Sunday, January 29, 2012

Natural History

"The best thing, though, in that museum was that everything  always stayed right where it was. Nobody’d move. . . . Nobody’d be different. The only thing that would be different would be you."
From Catcher in the Rye by J.D. Salinger

This was a Saturday like so many Saturdays.  We attempted (and failed) to sleep in by bringing two bright-eyed toddlers into our bed at 5 a.m. Mike and I spent much of the day plugging through our weekly to-do list (groceries, laundry...) while playing with, feeding, and generally caring for Michael and Sophie.  And like too many times before, as we rushed to get the kids ready for an adventure squeezed in between nap and bed time, I grumped about never really having enough time for fun stuff.

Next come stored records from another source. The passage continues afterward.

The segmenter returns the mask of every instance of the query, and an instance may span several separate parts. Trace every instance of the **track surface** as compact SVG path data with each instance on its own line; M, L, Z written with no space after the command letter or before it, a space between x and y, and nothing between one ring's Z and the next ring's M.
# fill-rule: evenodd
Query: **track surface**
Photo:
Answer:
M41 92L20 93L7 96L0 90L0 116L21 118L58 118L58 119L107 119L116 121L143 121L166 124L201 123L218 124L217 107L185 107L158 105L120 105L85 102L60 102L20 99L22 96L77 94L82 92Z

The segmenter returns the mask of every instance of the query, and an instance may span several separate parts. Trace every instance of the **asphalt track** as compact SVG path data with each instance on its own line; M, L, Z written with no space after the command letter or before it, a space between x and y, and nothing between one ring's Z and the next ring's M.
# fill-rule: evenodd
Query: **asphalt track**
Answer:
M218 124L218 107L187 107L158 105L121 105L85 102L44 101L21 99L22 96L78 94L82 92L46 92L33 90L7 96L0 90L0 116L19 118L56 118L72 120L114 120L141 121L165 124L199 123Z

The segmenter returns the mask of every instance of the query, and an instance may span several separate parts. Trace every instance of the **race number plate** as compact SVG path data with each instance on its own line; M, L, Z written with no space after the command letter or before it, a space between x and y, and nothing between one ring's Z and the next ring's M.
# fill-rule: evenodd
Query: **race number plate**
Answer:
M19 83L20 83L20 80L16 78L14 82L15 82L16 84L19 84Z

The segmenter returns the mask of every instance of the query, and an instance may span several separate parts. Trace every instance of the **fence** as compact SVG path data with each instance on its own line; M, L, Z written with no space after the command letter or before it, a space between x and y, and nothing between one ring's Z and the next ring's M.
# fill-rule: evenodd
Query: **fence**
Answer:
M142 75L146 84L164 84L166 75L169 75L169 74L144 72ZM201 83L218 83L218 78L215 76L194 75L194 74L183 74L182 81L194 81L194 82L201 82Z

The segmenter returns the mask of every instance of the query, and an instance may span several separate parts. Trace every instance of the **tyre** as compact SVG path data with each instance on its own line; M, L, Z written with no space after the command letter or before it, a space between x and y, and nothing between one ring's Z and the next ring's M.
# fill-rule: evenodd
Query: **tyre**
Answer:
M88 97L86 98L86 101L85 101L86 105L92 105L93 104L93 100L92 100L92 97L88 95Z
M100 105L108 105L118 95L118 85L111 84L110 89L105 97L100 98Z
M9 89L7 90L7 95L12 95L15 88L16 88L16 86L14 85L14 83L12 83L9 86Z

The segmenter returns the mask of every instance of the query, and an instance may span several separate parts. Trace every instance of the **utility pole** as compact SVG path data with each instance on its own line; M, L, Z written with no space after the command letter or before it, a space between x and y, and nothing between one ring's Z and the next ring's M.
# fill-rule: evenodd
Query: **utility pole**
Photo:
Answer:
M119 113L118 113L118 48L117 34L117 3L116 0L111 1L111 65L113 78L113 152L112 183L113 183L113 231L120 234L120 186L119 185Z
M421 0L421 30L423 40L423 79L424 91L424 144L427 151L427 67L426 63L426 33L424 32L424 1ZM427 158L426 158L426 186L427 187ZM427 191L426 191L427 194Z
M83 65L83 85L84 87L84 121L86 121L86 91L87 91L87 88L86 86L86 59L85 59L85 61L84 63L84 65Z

Fast forward to buckling back into the minivan after our outing and I'm admitting to having been a grump earlier who needed to lighten up.  Mike didn't disagree. 

Our trip was a typically fantastic outing with my typically fantastic family.  The two-hour window between nap and dinner was--as it has been for countless visits to local parks, museums, stores, restaurants, and so on--the perfect toddler-sized portion of time.  I savored our drive home filled with nostalgia, amusement, and a gourmet sandwich.

The outing we chose for this week was a visit to the U of M Museum of Natural History.  Memories of my own elementary school field trips there and teenage shenanigans later on were met by new ones: Michael resistant to let me put him down, initially intimidated by the dinos; Sophie fearlessly toddling off from display to display saying "woooowww" everytime. 

Michael eventually let me set him down...and let go of my legs...then scooted off as well. 

Even without trunks between their tusks, he was able to point out the mastadons towering above us as "elluhs" (meaning elephants).  Sophie enjoyed holding my hand as she climbed a whole flight of stairs to the Michigan wildlife exhibit.  Both kids agreed we should do this again someday as we got them back into their coats and headed off to dinner. 

Having just read about Zingerman's delivering sandwiches and pecan pie to Air Force One when President Obama was in town this week, I had a hankering myself.  As always, the bill for our dinner there struck me as hefty ($40 for two sandwiches, a side of pasta salad, and two drinks), and the seating was cramped (envision me carrying a wooden high-chair through a crowd with Michael on my hip and then heading back for another).  But my craving was met, and the kids hammed it up for diners at nearby tables, making this expensive and claustrophobic yet tastey meal a pleasantly memorable one as well.

So, self, no more stomping around like a giant toddler when the pressure of sqeezing in some extra fun stuff gets to you.  The next version of mastadons and bobcats will surely be worth it, and grumping just slows us down.